I got the news from my agent that they’d made an offer back at the very end of August, while sitting on a dock on Squam Lake (pictured) eating cheese and drinking wine. (I mean, even getting bad news on a dock like this wouldn’t be so bad, amiright?) It was a pretty magical moment.

But it didn’t feel really and truly real until the other day, when it was officially announced in Publisher’s Marketplace. The screenshot of such an announcement, while not nearly as lovely as a picture of a dock on Squam Lake, is nevertheless, something every writer dreams of posting on the internets. (When I sold my last book, my memoir Double Time, I never got the screen shot. That fact haunts me to this day just kidding.)

If you’ve been following my ramblings for a while, you may recall that the last novel I wrote—which I worked on for five long years—did not sell. That blew big time. No way around it. But I (eventually) dusted myself off, and got back up on the horse. I wrote a very different kind of novel, much more quickly, and had a blast doing it. And, as luck would have it, it worked out this time.

I want to emphasize the “luck” piece here, because I think it’s something that doesn’t get talked about enough when it comes to publishing. (Or anything, really, but let’s stick with publishing for now.) Yes, writing a good book does matter. Perserverance, discipline and a dash of insanity help, too. But I think it’s so important for non-writers—and aspiring writers—to know that there are legions of wonderful books out there that never find homes.

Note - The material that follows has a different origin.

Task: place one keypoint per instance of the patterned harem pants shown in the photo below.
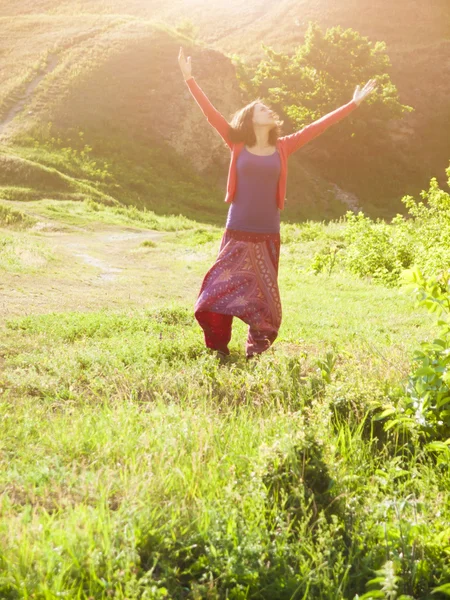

Not because they didn’t deserve to be published, but because they didn’t happen to fall into the hands of an acquiring editor who thought they would be commercially viable. Or they did, but the marketing department or the higher-ups disagreed, or thought it was too similar to something else the press had just published. Or perhaps a given book fell into the hands of an editor who otherwise would have loved it, but she was going through a terrible divorce, and on the day she happened to start reading it, she was in a really bad place emotionally, and maybe also had diarrhea, and probably wouldn’t have liked anything she read.

And, fun fact for non-writers, or writers who haven’t gone through the submisison process: An agent can only submit to one editor per publisher per book. So if, say, Editor Edna going through the bad divorce at Little Brown turns down your book, your agent can’t then go to her colleague, happily married Editor Elizabeth, to see if maybe she likes it.

So. You see why it’s not just a matter of “if you perservere, eventually you will succeed!” or “every good book will find a home!” or “When you wish upon a star….”? (Great song, btw. The Jiminy Cricket rendition makes me tear up every time.) In truth, it’s a matter of: if you perservere AND the stars that you wish on happen to align, maybe your good book will find a home.

All this is to say that while I am proud of myself for not giving up, and for writing what I think is a pretty darned good book, I also feel lucky as hell. And it is a lovely feeling indeed.